Brazil left divided as President Bolsonaro's coronavirus response splits country

  • By ITV News Correspondent Juliet Bremner

Brazil is a country divided. Some of its biggest cities have been locked down for months while the President is urging people to get back to work. The arguments and insults continue as the numbers killed by the virus continue to rise and hospitals warn they are at breaking point.

I watched the divisions play out beside Rio de Janeiro’s iconic Copacabana Beach. Supporters of President Jair Bolsonaro defending his repeated attempts to ignore Covid-19 and carry on as normal while families observing the lockdown in their apartments leaned out of windows to bang their pots and pans in disapproval at his policies.

Beaches are empty in Brazil. Credit: ITV News

The tourist sites of Rio are closed, so are the beaches, shops, restaurants and hotels, but it hasn’t stopped the virus spreading.

Despite this, the state Governor has decided that a tentative relaxation of the rules can begin from Tuesday with restaurants and cafes allowed to sell takeaways from their premises.

  • Drone footage shows the situation on Brazil's streets

In Sao Paulo, the public hospitals are so overstretched the city government has built temporary field or “combat” hospitals. On the day we visited, a 43-year-old man was rushed into the emergency room struggling to breathe and immediately sedated and put onto a ventilator.

Doctors are warning that the drugs they need to carry out this procedure are in dangerously short supply. They have enough for the next three weeks but say they can’t get any more.
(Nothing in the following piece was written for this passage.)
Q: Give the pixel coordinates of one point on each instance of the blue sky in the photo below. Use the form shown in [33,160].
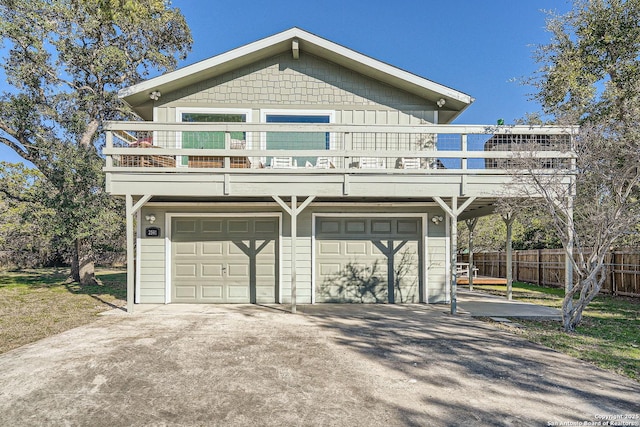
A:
[479,47]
Dr Anna Camargo, who works in field hospital in Sao Paolo, told ITV News: "Now they have to do something now; I think the politicians have to do more - don’t close their eyes and say it is a little flu, it is not."

  • Dr Anna Camargo

The family of a nurse, who died from coronavirus, told ITV News they consider she was “murdered”.

It may sound an extreme language but they claim 63-year-old mother of four Cidinha Duarte was forced to work despite having diabetes and high blood pressure. Eight members of her family were infected and her son faces months of rehabilitation after spending 32 days intubated and unconscious in intensive care.

To make matters even worse the number of infections and deaths is probably far higher than recorded. There are virtually no tests being carried out and no plans to roll out a testing programme.

So while Bolsonaro and his supporters agitate to get the economy moving again, the World Health Organization believes Brazil may not reach the peak of it’s epidemic until the end of June.